Mazda's new design strategy revealed in autumn 2010Tue, 22 Jun 2010
By Tim Pollard
22 June 2010 21:56
Mazda will show off its first 'post-Nagare' concept car in autumn 2010 – providing a glimpse into the future design strategy under the new styling boss.
Nagare has been the design mantra at Mazda since the series of concepts kicked off in 2006 with the eponymous show car, each influenced by flowing waves and patterns from nature. But since the departure of design chief Laurens van den Acker, who defected to Renault, the Japanese company is looking for a fresh direction, CAR understands.
So when will we see the new Mazda design concept?
At a Mazda 'Design Forum' to be held in Italy in September 2010. We're not clear yet what sort of vehicle the concept car will be, but it could be a concept of a production car after a run of wacky, far-out-there show stoppers. Its public debut will be at the Paris motor show the following month.
CAR understands that the new concept car, designed under the tutelage of new design chief Ikuo Maeda (pictured with an earlier show car), will set the template for future production Mazdas.
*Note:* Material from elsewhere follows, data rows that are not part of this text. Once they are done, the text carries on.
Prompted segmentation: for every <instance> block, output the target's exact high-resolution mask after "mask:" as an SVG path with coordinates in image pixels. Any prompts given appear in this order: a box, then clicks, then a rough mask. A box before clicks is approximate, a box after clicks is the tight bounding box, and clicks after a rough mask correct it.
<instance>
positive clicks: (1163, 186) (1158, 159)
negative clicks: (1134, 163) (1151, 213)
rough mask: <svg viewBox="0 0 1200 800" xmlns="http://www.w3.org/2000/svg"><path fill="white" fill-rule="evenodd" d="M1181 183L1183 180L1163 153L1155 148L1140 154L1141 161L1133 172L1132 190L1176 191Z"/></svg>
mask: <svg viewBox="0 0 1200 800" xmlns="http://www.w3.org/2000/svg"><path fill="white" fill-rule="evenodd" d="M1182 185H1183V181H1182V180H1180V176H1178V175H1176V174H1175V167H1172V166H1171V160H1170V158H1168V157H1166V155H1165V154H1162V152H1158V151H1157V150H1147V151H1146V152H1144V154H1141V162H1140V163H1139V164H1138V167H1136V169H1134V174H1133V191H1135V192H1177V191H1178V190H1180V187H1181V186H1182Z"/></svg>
The emphasis will be on lighter, elegant cars – with high quality espoused through the design inside and out.
The old-school Nagare vision will influence the new Mazda 5 people carrier arriving in showrooms in autumn 2010, but we expect future production Mazdas to water down the strange flowing lines that distinguish the flanks of this mid-sized MPV. Senior executives admit that Nagare worked well on dramatic show cars but less well on fussy bread-and-butter road cars.
Ikuo Maeda: a brief history
Maeda, a Mazda lifer, succeeded van den Acker in April 2009. He has Mazda in his blood; his father styled the original RX-7 back in the 1970s.
Maeda's CV includes a brief stint at then-major shareholder Ford, but the majority of his career has been played out at Mazda, where he was responsible for the 2 and the RX-8 sports car.
Should be interesting to see how he stamps his mark on the next generation of Mazda family cars and sports cars.